POC 5 — capability handshake feature detection

Older Qwen Code versions won't emit protocol_version. Treat the field as optional and feature-detect:

ts
rl.on('line', (line) => {
  const ev = JSON.parse(line);
  if (ev.type === 'system' && ev.subtype === 'session_start') {
    const v = ev.data?.protocol_version ?? 0;
    if (v < 1) {
      console.error(
        'qwen-code dual output is present but protocol < 1; ' +
          'falling back to best-effort behavior',
      );
    } else {
      console.log('qwen-code dual output protocol v' + v);
    }
  }
});

POC 6 — session_end as a clean termination signal

ts
rl.on('line', (line) => {
  const ev = JSON.parse(line);
  if (ev.type === 'system' && ev.subtype === 'session_end') {
    console.log('[embedder] clean shutdown, session', ev.data.session_id);
    // Flush metrics, close WebSockets, etc.
  }
});

If the TUI crashes before session_end, the output stream closes (EPIPE on next write); embedders should handle both paths.
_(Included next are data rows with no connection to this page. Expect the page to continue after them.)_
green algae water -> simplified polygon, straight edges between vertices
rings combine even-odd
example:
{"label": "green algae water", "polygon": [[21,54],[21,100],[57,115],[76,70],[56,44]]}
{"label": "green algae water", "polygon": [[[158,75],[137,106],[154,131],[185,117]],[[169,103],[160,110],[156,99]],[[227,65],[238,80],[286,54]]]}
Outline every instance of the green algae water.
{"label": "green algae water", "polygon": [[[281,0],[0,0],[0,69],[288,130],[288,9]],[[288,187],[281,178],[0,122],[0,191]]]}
POC 7 — failure drills (prove the flags never break the TUI)

bash
qwen --json-fd 1
# stderr: "Warning: dual output disabled — ..."
# TUI still launches normally.

qwen --json-fd 9999
# stderr: "Warning: dual output disabled — fd 9999 not open"
# TUI still launches normally.

qwen --json-fd 3 --json-file /tmp/x.jsonl
# yargs rejects: "--json-fd and --json-file are mutually exclusive."
# Process exits before TUI starts.

qwen --json-file /nonexistent/dir/x.jsonl
# stderr warning; TUI still launches.

Relation to Claude Code

Claude Code exposes a similar stream-json event format under --print --output-format stream-json, but only in non-interactive mode — it has no equivalent of running the TUI and a structured sidecar channel at the same time. Dual Output fills that gap.